The flesh of men is confused in the fascination of color and surface in Louis Fratino’s paintings, which were recently on display in an exhibition So, I’ve Got You at Thierry Goldberg Gallery. Convex limbs fill space and plastique air—full, flush, and broad. All these parts abound with certain illustrative and anthropomorphic qualities in the works of Fratino.
The explicit seduces the charming in these canvases. Something faultless surrounds the imaginary character of these figures. Sweet little kisses, touching, sucking, fucking, all wonderful and loud and totally approachable. The minds of men are erotic and homo, but innocent and honest in rapture. Fratino’s technique is luminescent and geographic. Bodies are carved through shapes and shades filtered through concepts of abstraction and familiarity. Everything near is possible for harvest in the hands of a technician like him.
Who are these men? Their bodies have been rethought, thorough and fulfilled. Fratino establishes narratives and scenarios that welcome viewers to see themselves in the imagery. Maybe the paintings are of real people, but they are not entrapped in diary or self-portraiture. The identities of these men are a jumping off point. First marks of a human are tender; relationships embellish complication and consequences that are exquisite and wonderful. Fratino’s fields of earthy hues and geometric physiques become a vacuum that ensnare long looking and voluptuous kinds of desire.

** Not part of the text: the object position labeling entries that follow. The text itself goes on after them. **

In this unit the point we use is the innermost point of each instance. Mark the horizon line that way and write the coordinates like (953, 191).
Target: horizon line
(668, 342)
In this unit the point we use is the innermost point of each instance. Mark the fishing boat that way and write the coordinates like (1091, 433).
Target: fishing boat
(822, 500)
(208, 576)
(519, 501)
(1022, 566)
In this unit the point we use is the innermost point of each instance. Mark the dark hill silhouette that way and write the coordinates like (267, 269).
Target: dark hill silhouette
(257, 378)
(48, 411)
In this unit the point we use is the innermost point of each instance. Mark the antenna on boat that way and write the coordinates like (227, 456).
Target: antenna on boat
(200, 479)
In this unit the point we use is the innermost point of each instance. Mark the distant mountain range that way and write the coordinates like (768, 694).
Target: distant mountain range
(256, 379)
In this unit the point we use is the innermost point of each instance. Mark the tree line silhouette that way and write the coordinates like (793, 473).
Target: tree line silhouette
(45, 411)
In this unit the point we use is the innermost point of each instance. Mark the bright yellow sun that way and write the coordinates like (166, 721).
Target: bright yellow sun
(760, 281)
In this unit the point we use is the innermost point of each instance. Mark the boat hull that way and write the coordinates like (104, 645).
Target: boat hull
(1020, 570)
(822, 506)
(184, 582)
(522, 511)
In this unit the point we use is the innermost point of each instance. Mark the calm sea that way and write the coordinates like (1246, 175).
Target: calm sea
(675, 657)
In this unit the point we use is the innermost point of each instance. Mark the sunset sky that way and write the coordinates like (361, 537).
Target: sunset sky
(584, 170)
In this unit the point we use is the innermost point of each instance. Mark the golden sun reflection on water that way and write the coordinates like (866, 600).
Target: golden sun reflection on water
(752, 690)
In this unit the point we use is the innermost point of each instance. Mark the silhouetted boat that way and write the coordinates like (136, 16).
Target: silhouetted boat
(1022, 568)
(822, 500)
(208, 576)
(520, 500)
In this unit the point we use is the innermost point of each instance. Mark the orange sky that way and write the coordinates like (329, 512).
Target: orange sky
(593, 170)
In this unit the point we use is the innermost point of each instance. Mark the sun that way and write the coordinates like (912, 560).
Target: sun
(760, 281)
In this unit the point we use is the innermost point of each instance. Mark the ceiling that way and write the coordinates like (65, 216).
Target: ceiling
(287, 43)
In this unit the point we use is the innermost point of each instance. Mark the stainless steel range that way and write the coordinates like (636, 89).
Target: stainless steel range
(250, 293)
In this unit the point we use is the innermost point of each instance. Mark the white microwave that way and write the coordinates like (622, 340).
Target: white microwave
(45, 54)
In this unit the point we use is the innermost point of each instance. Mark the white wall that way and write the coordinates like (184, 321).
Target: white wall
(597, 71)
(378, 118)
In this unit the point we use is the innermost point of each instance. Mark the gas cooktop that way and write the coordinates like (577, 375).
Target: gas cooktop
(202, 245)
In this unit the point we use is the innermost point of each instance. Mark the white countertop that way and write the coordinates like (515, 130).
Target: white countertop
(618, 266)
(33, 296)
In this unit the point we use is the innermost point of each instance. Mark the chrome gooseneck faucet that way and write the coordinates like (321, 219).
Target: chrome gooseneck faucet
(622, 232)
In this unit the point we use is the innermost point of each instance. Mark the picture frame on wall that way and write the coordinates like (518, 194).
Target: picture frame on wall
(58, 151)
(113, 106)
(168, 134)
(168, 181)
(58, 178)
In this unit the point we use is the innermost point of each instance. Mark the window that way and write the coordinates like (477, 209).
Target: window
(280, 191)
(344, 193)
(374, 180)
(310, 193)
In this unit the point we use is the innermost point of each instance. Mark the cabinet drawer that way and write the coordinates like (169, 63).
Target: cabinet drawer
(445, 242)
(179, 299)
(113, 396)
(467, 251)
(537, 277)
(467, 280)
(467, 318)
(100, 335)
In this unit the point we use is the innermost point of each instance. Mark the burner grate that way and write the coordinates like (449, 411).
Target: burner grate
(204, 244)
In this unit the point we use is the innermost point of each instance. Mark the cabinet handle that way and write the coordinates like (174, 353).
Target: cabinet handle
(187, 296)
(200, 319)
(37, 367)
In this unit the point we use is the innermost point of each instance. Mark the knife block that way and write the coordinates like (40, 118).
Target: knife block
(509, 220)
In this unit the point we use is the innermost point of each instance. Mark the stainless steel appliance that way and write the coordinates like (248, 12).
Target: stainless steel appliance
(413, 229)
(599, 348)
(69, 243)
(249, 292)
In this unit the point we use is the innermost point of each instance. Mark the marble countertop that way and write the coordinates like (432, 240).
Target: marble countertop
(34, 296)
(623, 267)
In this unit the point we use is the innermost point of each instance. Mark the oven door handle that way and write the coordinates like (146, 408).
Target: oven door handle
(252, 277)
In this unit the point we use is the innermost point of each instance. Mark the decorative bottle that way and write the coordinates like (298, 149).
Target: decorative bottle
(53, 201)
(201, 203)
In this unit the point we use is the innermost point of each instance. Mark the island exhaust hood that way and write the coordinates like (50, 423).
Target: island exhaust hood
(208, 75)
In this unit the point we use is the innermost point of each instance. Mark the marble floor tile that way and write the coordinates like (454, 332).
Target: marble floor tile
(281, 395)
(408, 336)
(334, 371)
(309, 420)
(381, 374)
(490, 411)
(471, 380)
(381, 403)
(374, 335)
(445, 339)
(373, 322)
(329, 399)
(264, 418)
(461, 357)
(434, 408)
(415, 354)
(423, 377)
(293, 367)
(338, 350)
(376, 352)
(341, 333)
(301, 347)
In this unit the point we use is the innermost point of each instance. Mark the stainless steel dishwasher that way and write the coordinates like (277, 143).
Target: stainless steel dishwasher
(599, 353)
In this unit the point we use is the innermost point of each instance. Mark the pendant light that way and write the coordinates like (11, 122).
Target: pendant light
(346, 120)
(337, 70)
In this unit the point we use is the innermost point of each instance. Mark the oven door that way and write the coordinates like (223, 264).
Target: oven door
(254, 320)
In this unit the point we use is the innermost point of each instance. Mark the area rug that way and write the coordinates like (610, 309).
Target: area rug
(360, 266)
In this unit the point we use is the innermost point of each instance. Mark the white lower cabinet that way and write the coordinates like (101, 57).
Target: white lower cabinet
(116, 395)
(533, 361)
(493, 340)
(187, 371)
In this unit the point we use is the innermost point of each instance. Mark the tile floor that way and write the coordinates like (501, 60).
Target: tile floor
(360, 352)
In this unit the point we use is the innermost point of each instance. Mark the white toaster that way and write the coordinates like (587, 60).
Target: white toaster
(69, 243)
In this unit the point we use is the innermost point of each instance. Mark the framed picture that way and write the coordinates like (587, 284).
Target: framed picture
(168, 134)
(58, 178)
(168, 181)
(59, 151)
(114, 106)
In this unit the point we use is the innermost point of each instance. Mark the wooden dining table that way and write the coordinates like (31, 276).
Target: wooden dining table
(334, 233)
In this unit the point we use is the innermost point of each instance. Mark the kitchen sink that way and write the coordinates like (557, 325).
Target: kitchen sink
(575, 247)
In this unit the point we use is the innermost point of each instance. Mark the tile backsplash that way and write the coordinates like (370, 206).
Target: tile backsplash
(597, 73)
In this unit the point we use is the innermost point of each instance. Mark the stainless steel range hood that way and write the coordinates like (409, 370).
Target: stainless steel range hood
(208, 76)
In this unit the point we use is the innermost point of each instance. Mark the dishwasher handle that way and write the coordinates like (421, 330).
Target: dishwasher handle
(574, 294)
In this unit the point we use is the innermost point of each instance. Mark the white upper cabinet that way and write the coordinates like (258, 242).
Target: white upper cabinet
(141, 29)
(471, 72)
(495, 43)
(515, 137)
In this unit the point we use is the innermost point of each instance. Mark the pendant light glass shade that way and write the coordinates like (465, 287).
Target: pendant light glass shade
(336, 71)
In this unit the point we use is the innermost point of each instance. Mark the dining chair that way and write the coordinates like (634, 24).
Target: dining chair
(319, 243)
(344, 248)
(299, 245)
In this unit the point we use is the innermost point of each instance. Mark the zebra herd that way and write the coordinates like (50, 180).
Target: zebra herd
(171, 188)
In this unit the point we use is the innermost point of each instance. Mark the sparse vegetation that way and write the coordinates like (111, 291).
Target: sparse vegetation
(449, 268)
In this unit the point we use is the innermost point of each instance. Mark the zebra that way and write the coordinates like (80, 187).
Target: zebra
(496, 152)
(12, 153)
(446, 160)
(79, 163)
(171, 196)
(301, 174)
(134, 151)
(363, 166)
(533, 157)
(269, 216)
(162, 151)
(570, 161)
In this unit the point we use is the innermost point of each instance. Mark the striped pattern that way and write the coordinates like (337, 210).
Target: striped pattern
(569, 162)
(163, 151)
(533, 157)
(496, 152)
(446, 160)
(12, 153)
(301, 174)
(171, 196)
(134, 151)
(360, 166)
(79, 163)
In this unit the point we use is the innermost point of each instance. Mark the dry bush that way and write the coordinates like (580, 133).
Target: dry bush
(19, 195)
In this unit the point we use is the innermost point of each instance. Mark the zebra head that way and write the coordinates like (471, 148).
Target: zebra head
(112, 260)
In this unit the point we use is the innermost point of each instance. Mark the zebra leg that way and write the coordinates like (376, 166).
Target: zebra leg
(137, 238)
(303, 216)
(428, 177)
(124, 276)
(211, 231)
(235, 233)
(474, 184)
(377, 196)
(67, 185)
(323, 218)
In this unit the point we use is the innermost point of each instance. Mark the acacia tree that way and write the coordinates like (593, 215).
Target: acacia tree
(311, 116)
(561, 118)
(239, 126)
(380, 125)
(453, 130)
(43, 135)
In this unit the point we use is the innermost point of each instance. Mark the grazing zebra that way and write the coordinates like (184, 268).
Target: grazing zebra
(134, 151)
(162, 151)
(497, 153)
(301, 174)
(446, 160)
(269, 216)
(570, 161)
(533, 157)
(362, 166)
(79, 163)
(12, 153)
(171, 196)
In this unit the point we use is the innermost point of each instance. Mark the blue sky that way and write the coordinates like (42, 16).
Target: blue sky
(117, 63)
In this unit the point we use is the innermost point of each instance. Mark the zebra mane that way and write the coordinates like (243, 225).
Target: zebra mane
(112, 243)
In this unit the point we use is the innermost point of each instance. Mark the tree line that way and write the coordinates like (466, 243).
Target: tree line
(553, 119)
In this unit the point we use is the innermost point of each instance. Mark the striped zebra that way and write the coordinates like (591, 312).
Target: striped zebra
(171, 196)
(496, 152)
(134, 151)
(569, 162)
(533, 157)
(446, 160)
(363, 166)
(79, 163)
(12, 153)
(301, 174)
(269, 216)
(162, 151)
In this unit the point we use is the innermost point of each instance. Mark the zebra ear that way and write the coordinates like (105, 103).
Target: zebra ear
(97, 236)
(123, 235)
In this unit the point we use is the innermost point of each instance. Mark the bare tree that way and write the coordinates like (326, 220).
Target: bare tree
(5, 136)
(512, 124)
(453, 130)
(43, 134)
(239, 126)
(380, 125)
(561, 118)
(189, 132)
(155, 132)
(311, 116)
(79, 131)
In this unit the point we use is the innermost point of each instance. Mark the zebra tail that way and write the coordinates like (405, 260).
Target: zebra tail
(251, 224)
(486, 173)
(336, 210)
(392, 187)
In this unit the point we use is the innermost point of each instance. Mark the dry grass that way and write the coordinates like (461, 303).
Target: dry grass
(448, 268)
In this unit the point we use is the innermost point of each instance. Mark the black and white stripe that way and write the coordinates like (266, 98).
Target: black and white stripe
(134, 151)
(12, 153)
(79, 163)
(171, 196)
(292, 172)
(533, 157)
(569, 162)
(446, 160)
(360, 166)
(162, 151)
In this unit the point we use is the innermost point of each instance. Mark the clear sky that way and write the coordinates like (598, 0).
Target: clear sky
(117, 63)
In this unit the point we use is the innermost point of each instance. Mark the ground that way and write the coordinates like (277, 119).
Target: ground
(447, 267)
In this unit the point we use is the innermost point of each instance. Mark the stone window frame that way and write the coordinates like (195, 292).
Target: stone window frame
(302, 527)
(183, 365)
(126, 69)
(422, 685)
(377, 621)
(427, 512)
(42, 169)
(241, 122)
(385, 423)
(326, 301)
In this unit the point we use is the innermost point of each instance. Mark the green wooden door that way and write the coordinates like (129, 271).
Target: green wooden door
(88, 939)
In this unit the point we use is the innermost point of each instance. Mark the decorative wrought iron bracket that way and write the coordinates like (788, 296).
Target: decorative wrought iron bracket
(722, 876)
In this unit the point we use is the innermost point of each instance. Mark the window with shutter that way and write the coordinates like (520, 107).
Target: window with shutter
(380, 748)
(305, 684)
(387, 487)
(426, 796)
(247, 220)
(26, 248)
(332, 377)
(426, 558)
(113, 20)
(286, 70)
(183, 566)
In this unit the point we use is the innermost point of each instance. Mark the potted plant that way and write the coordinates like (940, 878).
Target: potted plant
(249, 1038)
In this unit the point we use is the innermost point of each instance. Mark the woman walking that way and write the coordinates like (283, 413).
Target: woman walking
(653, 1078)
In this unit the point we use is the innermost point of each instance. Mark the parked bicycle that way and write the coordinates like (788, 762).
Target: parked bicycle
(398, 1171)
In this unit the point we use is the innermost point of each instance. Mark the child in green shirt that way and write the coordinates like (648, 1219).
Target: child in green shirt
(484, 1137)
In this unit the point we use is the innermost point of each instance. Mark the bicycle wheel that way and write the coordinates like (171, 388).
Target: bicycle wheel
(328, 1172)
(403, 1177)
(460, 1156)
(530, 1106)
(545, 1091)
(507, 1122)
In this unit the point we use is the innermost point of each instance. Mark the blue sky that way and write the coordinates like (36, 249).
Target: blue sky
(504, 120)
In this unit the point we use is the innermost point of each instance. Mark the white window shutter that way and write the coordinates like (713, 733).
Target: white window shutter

These works indicate a point in space at which a journey, motion, or action begins. They are from people, not of them. The canvases are stylized and though their story may display a lack of concern for specifics, they bloom with details; hairs and fur—follicles derived from a single carpel.
The breath of these bodies occupies the compositions, opening like dried fruit, releasing seeds and sights that imbibe the nature of things. A painter waits for paintings to happen. They are engaged to the world around them. Fratino is frank when he speaks: “The more removed I am from the painting the more I know.” The answers are inside the images and it’s not a sole person’s job to assign feelings or understandings. Such results are unique to viewers and inseparable from the significance of Fratino’s work. Their curiosities abound, outside in the sun, at beaches, and in homes. Bodies folded, genitals exposed, feet fresh and discolored. They are a devious and alluring collection of wild animals with faces like aliens, welcoming the curious configuration of the canvases.